Date:
Fri, 18 Jun 2004 13:40:25 -0700 (PDT)
From:
David Sprague <dsprague@cs.ubc.ca>
To:
grads@cs.ubc.ca
Subject:
Settling in for a cold beer at Koerner's
Hello
all. If you are a red head or have
really fair skin, is this heat and sunlight getting you down? Do you need to cool off
with
a refreshing beer? Most of the rest of
you might actually be enjoying these bright sunny warm days and might also
enjoy a
cool
refreshing beer. Well come on out to
the Koerner's patio....after waiting inside for twenty minutes for someone to
leave a
table. You can enjoy the sunlight surrounded by the
people you know and the things you love (beer). Who could expect you to
work
on a day like today?* So come meet at
the front of CICSR at 5:00pm and we can
walk on over to Koerner's together.
*
Your supervisor. That's who. I hope he/she is out of town.
As
some of your are aware (if your window was open on Wednesday afternoon your
probably heard the profanity coming from my
mouth)
I just recently moved to Thunderbird residence. Yes, your local beer czar can now has no excuse for being late at
5 and
no
reason to leave the bar early. **. On that
note, I thought I would write a list not-related to beer or CS but rather to
the
joys
and raptures of moving. Most of these
are completely made up, but some are not.
Try and guess which are real!!
Thanks
again
to Jeremy, the Penoff, and Vance for your help and I will see everyone at 5.
**
Except that I am a cheap drunk and I like leaving before showing off how sad my
alcohol tolerance is.
TOP
TEN IMPORTANT LESSONS LEARNED FROM THIS MOVE
--------------------------------------------------
10. The words "How much was that picture
worth?" will get you a slap upside
the head.
9. When I growl like a rabid dog and I make
sailors and hackers blush with my profanity, that just means that I am "in
the
zone".
8. That old lady should not have been in my way
when I was "in the zone" and her hip will heal eventually.

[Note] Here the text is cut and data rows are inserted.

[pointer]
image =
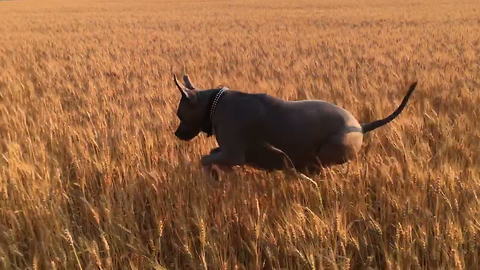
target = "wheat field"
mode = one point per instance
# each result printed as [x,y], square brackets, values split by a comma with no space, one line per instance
[92,177]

7. David has no right to mock Vance's colourful
ring when he has that many pairs of shoes.
6. The words "Hey Brad! Catch!!"
should never be used when moving.
5. You can pack Vance up like a mule but if you
whip him from behind and scream "Hiaaa mule" he will mess you up.
4. If you make fun of Vance's rum and cokes, he
will mess you up.
3. Don't ask what the stains on the mattress
are from
......its
grape kool-aid......and get your mind out of the gutter.
2. If you kick it hard enough, it will
invariably fit through the door.
1.
Three words: Moving Truck Donuts.
0. Connected phone lines + Vance moving the 27 inch TV = Wacky Moving
Hijinks
-1. Desk tobogganing down the stairs is most fun
if there is an unsuspecting person at the bottom to "catch" you.
-2. I do not enjoy the guessing game "Snap
crackle or pop: What is the sound of this box dropping?"